Ollama still earns its place: compression, session search, and title generation all run locally for free. These are short background tasks where the iGPU overhead doesn’t matter.
| Task | Model | Cost |
|---|---|---|
| Interactive chat, blog drafts | Haiku API (primary) | ~$0.01/session |
| Compression, session search, title gen | Ollama qwen2.5:7b-128k | Free |
| Haiku unavailable | Ollama fallback | Free |
Config in ~/.hermes/config.yaml:
model:
default: claude-haiku-4-5-20251001
provider: anthropic
fallback_model:
provider: custom
model: qwen2.5:7b-128k
base_url: http://localhost:11434/v1
api_mode: chat_completions
context_length: 131072
auxiliary:
compression:
provider: custom
model: qwen2.5:7b-128k
base_url: http://localhost:11434/v1
context_length: 131072
session_search:
provider: custom
model: qwen2.5:7b-128k
base_url: http://localhost:11434/v1
context_length: 131072
title_generation:
provider: custom
model: qwen2.5:7b-128k
base_url: http://localhost:11434/v1
context_length: 131072
Want Faster Local Inference?
If you want to keep inference local but remove the iGPU bottleneck, options ranked by effort:
Discrete GPU over LAN. If you already have an NVIDIA card in another machine on your LAN, install Ollama on it, expose it, and point Hermes at that IP. An RTX 4080 Super runs qwen2.5:7b at roughly 20x the speed of the 680M. No code changes beyond the base_url.
Groq API (free, fastest). Groq’s free tier gives you Llama 3.3 70B at 300+ tok/s with 14,400 requests per day. Better model than qwen2.5:7b, faster than any iGPU, zero hardware changes.

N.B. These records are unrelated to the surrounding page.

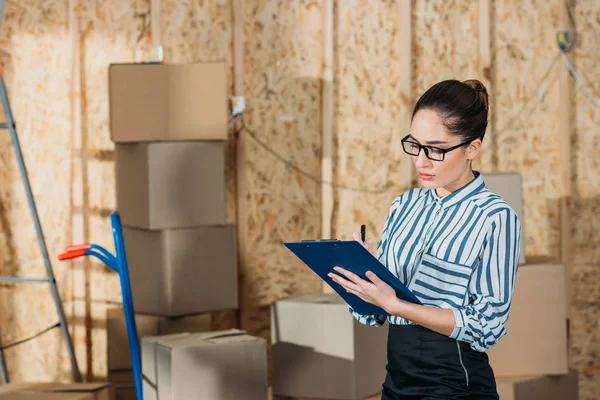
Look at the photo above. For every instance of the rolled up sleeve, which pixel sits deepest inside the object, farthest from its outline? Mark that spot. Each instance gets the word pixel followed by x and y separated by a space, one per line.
pixel 481 322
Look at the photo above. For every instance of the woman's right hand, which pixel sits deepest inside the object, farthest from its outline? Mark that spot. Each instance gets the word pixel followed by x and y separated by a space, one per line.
pixel 368 243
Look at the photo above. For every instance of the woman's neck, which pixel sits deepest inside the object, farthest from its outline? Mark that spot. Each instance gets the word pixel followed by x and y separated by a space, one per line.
pixel 459 183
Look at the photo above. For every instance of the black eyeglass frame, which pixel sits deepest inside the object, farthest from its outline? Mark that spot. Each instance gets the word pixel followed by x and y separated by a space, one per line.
pixel 427 148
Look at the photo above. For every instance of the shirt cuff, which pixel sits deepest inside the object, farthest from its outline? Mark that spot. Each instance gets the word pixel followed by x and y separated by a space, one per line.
pixel 459 324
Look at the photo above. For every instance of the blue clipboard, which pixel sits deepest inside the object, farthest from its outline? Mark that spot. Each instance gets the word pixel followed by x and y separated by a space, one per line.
pixel 322 255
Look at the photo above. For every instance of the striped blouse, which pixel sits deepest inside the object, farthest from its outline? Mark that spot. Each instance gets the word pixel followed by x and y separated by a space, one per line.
pixel 459 252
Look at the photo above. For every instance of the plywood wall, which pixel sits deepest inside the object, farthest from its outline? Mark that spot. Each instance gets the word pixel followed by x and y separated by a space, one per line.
pixel 56 55
pixel 283 66
pixel 370 170
pixel 585 325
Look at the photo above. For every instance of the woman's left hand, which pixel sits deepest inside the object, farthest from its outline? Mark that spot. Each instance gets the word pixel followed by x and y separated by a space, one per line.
pixel 374 290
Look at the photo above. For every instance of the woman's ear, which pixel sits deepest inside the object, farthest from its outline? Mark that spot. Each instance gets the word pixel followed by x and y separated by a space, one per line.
pixel 473 149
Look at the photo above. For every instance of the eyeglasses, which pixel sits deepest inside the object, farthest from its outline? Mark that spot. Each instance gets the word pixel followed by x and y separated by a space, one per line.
pixel 433 153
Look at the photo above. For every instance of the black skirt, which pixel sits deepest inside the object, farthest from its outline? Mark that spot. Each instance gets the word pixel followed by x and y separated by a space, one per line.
pixel 423 364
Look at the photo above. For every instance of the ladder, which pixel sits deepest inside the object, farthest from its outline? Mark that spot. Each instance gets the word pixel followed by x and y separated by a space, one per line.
pixel 49 279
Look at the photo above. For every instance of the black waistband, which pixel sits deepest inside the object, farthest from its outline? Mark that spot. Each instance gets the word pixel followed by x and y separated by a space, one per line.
pixel 415 332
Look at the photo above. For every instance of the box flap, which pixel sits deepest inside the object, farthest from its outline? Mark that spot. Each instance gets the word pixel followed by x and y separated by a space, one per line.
pixel 318 298
pixel 72 387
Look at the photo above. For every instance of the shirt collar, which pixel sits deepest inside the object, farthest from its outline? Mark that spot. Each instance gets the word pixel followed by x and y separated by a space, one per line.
pixel 464 193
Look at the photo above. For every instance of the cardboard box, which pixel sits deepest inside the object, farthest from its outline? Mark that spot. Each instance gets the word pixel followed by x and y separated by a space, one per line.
pixel 316 334
pixel 509 186
pixel 170 185
pixel 183 271
pixel 563 387
pixel 118 355
pixel 168 102
pixel 57 391
pixel 123 384
pixel 225 365
pixel 536 338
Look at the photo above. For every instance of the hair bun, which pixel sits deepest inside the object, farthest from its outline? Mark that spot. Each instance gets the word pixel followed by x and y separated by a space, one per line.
pixel 480 89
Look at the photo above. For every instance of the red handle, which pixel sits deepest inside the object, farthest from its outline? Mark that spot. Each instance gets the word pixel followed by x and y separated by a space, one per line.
pixel 74 247
pixel 71 254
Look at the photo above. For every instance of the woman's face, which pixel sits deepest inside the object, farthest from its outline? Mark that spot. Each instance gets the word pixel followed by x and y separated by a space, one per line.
pixel 454 171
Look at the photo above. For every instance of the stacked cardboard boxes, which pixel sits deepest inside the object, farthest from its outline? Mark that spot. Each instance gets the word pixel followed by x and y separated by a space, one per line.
pixel 169 124
pixel 321 351
pixel 531 360
pixel 57 391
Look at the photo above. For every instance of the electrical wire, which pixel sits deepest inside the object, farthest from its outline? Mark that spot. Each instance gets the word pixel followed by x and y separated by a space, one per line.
pixel 579 80
pixel 304 173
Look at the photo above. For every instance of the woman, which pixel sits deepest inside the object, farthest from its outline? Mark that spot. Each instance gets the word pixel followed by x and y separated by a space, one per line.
pixel 455 244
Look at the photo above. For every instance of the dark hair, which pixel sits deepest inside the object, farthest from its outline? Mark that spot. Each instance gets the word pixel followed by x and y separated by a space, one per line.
pixel 463 107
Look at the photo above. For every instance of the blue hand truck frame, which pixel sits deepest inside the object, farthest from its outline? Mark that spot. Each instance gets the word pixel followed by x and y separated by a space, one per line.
pixel 118 264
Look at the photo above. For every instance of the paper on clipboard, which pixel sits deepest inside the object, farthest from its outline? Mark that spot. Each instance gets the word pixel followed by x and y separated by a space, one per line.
pixel 323 255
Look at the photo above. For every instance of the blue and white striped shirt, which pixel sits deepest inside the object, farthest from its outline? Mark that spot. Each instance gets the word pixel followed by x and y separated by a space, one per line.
pixel 459 252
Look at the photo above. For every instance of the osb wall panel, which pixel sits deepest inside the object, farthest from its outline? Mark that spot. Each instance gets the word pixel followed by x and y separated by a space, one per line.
pixel 110 31
pixel 585 329
pixel 527 121
pixel 368 123
pixel 446 42
pixel 282 66
pixel 35 46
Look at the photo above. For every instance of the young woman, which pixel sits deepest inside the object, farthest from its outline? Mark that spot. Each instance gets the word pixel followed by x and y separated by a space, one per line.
pixel 455 244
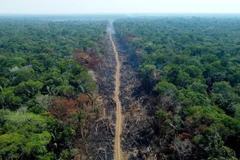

Cerebras. Similar free tier, ~2,000 tok/s on Llama models.
Secondhand RTX 3090. ~$350 used. 24GB VRAM, dedicated to the EQR6 via PCIe passthrough. Eliminates the LAN dependency.
| Option | Approx Speed | Cost |
|---|---|---|
| Groq API | ~300 tok/s | Free tier |
| RTX 4080 Super over LAN | ~80-100 tok/s | $0 (existing hardware) |
| RTX 3090 (dedicated) | ~60 tok/s | ~$350 |
| Radeon 680M iGPU | Slow under agent load | $0 |
What’s Next
- Telegram gateway - control Hermes from your phone
- Skills system - teach Hermes your specific workflows
- MCP exposure - wire Hermes as an MCP server so other tools can delegate to it
- Discrete GPU node - remove the iGPU bottleneck entirely
Key Takeaways
- iGPU ROCm passthrough in Proxmox LXC works. The gfx1035 override is required for the Radeon 680M.
- Ollama on the 680M runs at 100% GPU. It works. It’s not the bottleneck.
- Hermes’s ~6-10K token system prompt prefill on every turn is what kills interactive performance on modest hardware.
- Haiku as primary + Ollama as fallback solves the speed problem for ~$0.01 per session.
- $20 in API credits = ~2,000 sessions. Months of normal use.
- Groq’s free tier beats every iGPU option if you want fast free inference without hardware cost.
- Hermes’s security model is fine for personal homelab use. For sensitive workloads, evaluate IronClaw’s WASM sandbox approach.